Ich bin deshalb so begeistert von diesem Projekt, da man hier auf der Straße kaum Behinderte sieht. Man erzählte mir, dass Afrikaner glauben, Gott habe sie bestraft oder der Teufel stecke in diesen Menschen. Die meisten behinderten Kinder „sterben“ deshalb bei oder nach der Geburt. Wenn sie leben dürfen, werden sie gerne versteckt. Diese Mütter aber stehen zu ihren Kindern. Außerdem finde ich es super, dass Afrikaner sich selber helfen. Nur die Therapeuten sind deutsch oder zur Zeit amerikanisch. Man darf natürlich nicht zu laut sagen, dass sie als Therpeuten arbeiten. Diese Erlaubnis hat noch keine in Sambia offiziell bekommen.

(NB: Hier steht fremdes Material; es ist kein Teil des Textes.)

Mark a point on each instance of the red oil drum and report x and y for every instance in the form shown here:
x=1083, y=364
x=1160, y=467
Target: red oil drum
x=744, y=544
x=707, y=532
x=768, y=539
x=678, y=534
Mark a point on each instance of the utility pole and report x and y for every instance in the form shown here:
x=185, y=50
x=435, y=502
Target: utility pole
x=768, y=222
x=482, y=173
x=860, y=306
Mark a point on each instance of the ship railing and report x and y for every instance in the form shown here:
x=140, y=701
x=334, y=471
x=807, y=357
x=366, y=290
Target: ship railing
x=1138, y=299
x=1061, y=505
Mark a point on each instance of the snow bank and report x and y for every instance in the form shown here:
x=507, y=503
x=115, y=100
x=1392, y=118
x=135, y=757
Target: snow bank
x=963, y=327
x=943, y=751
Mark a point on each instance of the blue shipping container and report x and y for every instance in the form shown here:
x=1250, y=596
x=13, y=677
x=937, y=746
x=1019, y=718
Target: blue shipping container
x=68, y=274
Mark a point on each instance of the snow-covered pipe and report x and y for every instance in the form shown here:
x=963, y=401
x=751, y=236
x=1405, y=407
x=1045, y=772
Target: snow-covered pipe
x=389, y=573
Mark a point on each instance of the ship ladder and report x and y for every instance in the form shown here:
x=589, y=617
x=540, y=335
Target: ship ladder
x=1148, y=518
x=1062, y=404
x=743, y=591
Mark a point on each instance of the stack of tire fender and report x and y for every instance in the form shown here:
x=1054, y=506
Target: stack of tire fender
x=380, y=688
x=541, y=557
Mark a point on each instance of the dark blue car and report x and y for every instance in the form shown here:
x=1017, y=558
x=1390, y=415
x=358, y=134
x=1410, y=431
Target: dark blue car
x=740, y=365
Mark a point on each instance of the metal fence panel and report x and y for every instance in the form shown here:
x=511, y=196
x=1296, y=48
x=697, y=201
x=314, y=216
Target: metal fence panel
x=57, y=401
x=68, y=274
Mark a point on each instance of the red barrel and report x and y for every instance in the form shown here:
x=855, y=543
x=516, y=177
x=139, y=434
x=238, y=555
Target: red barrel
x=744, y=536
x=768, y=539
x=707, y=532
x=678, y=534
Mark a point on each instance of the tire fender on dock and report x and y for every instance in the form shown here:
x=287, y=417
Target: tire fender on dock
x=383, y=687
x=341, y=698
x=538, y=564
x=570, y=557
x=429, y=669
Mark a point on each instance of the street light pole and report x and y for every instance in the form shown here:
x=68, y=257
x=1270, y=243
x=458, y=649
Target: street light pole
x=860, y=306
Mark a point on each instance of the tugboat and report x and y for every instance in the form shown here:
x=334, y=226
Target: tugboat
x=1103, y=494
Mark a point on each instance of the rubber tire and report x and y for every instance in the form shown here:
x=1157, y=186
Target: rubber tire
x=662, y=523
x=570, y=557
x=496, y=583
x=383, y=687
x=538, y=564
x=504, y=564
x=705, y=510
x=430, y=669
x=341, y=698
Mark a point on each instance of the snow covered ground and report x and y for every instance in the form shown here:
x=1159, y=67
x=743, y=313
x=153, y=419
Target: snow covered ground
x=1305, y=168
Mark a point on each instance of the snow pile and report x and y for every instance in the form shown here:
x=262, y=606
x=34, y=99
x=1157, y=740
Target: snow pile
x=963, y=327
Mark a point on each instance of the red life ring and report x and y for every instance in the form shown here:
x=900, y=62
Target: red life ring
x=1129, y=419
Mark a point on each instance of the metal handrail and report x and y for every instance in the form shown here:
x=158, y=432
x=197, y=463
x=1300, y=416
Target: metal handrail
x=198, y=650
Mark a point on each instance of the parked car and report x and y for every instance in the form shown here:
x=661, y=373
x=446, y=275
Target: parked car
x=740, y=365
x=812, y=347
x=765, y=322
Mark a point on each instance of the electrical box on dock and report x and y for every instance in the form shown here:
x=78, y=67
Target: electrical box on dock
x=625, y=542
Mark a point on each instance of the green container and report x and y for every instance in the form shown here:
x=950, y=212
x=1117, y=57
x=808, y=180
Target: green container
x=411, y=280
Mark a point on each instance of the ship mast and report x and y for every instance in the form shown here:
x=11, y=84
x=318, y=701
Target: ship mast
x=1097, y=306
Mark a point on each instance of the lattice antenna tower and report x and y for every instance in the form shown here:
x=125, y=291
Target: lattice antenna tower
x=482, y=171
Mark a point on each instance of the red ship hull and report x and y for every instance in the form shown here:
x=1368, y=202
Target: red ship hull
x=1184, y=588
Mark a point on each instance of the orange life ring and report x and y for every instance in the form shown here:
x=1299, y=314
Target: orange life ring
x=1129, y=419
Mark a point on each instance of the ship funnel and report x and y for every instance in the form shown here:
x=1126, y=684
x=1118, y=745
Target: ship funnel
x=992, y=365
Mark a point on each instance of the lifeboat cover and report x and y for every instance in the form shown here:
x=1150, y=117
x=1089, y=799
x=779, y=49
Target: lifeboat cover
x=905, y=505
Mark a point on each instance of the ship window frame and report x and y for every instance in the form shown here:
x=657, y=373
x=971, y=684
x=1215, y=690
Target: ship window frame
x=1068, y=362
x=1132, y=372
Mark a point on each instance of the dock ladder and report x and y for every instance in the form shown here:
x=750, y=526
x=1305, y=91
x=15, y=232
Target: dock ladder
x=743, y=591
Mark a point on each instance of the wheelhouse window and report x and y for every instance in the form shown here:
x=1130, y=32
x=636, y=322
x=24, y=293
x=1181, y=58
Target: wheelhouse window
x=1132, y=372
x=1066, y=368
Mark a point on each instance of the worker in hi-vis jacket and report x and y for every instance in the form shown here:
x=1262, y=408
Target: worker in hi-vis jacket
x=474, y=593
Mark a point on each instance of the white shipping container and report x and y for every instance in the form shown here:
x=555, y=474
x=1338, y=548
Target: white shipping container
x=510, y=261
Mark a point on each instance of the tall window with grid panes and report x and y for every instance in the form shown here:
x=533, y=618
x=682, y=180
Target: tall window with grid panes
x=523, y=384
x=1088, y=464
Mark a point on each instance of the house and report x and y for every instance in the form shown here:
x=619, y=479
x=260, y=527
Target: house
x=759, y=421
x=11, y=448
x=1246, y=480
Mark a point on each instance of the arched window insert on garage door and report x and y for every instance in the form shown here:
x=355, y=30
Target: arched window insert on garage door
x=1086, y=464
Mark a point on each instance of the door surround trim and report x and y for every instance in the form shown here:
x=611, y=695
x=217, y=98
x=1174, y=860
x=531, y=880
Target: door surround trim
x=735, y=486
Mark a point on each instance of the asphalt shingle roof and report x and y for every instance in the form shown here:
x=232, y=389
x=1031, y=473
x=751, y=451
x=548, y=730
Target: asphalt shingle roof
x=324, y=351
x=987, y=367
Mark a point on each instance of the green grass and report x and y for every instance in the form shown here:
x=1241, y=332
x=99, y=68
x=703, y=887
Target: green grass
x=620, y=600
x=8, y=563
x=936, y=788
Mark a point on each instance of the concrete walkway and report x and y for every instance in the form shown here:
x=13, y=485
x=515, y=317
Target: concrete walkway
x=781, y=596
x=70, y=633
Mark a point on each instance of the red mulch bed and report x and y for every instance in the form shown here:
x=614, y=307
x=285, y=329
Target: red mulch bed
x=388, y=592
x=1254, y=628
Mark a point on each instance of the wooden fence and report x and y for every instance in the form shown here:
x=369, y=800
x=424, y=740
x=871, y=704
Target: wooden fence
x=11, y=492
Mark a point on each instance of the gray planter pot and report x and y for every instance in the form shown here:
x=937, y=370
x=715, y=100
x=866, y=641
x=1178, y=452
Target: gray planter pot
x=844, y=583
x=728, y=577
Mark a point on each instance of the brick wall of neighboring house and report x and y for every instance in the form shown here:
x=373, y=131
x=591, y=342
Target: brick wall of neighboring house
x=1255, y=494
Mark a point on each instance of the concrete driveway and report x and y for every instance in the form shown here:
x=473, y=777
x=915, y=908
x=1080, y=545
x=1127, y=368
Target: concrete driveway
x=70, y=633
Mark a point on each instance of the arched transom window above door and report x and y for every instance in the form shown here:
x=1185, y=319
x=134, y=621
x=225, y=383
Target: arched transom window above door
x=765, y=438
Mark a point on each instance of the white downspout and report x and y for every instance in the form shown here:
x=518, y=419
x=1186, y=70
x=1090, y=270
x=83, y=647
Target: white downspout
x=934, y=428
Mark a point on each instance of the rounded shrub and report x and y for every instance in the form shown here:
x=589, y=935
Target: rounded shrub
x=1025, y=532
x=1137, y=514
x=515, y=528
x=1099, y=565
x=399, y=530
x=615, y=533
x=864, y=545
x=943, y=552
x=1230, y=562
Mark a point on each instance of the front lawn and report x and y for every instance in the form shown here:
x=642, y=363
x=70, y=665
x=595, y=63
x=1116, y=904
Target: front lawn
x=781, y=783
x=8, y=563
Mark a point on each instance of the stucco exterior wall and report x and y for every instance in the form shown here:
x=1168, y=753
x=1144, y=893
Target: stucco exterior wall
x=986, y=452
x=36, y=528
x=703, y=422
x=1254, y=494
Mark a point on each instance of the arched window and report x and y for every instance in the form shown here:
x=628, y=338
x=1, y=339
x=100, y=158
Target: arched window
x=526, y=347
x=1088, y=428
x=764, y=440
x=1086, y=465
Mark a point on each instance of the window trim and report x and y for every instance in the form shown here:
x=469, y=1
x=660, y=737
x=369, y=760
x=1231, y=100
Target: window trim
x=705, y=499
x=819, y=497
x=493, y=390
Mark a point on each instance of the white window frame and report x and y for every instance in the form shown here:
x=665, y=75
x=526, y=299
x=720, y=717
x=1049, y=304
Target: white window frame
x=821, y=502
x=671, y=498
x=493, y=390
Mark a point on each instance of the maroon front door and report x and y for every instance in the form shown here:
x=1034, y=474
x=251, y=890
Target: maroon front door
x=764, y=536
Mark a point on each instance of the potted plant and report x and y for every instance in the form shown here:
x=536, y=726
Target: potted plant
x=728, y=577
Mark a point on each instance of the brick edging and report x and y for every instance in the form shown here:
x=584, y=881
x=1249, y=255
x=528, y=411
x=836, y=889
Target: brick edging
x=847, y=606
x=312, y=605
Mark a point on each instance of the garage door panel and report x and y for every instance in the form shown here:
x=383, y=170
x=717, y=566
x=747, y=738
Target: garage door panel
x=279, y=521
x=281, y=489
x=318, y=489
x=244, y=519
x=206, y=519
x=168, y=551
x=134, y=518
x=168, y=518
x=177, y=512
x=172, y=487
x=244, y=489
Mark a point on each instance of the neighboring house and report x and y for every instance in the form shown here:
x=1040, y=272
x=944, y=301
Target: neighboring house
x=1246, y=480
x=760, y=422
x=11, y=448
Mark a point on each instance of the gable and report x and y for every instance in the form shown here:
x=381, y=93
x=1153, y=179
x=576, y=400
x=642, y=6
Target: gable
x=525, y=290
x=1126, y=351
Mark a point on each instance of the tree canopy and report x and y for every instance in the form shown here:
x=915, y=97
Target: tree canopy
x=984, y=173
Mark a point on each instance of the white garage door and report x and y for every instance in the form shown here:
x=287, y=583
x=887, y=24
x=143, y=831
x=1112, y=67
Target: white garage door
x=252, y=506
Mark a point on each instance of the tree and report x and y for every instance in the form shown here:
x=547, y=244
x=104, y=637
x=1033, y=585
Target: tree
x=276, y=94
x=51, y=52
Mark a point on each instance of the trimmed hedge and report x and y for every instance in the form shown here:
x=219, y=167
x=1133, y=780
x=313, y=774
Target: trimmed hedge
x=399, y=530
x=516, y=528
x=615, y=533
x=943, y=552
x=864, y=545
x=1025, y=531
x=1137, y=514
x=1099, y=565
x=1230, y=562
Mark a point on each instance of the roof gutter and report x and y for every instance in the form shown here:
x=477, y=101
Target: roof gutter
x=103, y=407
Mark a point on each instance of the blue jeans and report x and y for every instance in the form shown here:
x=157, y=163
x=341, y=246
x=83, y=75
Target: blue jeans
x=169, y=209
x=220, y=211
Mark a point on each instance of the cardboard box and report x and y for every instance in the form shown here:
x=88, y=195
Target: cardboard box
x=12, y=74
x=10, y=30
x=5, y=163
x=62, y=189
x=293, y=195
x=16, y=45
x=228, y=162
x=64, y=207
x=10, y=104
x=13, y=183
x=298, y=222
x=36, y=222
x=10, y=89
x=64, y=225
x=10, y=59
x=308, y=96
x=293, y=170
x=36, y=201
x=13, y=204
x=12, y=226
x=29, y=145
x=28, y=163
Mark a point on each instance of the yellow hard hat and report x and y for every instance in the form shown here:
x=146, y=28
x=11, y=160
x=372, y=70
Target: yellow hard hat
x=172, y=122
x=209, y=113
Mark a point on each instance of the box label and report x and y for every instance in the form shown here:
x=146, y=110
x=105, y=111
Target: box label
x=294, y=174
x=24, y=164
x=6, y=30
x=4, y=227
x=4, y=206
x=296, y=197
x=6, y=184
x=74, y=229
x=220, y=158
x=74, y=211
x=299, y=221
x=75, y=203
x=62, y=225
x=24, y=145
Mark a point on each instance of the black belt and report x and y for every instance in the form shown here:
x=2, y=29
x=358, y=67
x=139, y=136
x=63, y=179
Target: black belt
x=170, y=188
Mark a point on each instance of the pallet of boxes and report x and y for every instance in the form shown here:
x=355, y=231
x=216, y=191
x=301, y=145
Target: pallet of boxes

Letzte Woche habe ich unsere Umzugskartons und Luftpolsterfolie abgegeben. Danach hatte ich noch paar Stunden Zeit zum Mithelfen. Ich stand neben einer jungen Frau, deren Tochter nach innen gedrehte Füße hat. Sie erzählte mir, dass der Vater des Kindes sie verlassen habe, da er nicht glaubte dieses Kind sei von ihm. Schließlich gab es noch nie in seiner Familie solche Probleme … Tja, ist halt ein Entwicklungsland. Das muss ich mir oft vorsagen. Ich kann die Welt nicht retten. Leider.
Bei uns in Lusaka beginnen die ersten Wahlveranstaltungen. Im August sind Wahlen für die Präsidentschaft. In vollgestopften Autos, mit wehenden Fahnen rasen singende und grölende junge Menschen an uns vorbei. Da bin ich mal gespannt, wie das in der heißen Phase wird. Einige Leute haben ein wenig Angst davor.
Übrigens: Habe ich schon erwähnt, dass es hier kaum alte Menschen gibt? Dieses Land hat wahrlich keine Probleme mit Veralterung der Gesellschaft. Aber mit AIDS. Die HIV-Tests sind hier mittlerweile kostenlos. Ich sehe nur Menschen zwischen 18 und 40 Jahren. Und Kinder.
Davon aber unzählige. Wenn man bei Dämmerung an den Compounds vorbeifährt, wuselt es wie im Termitenhügel. Dann kommen alle heim. Nur 2% der Bevölkerung sind älter als 50. … und ich.
Sonst gibt es erst mal nichts Neues.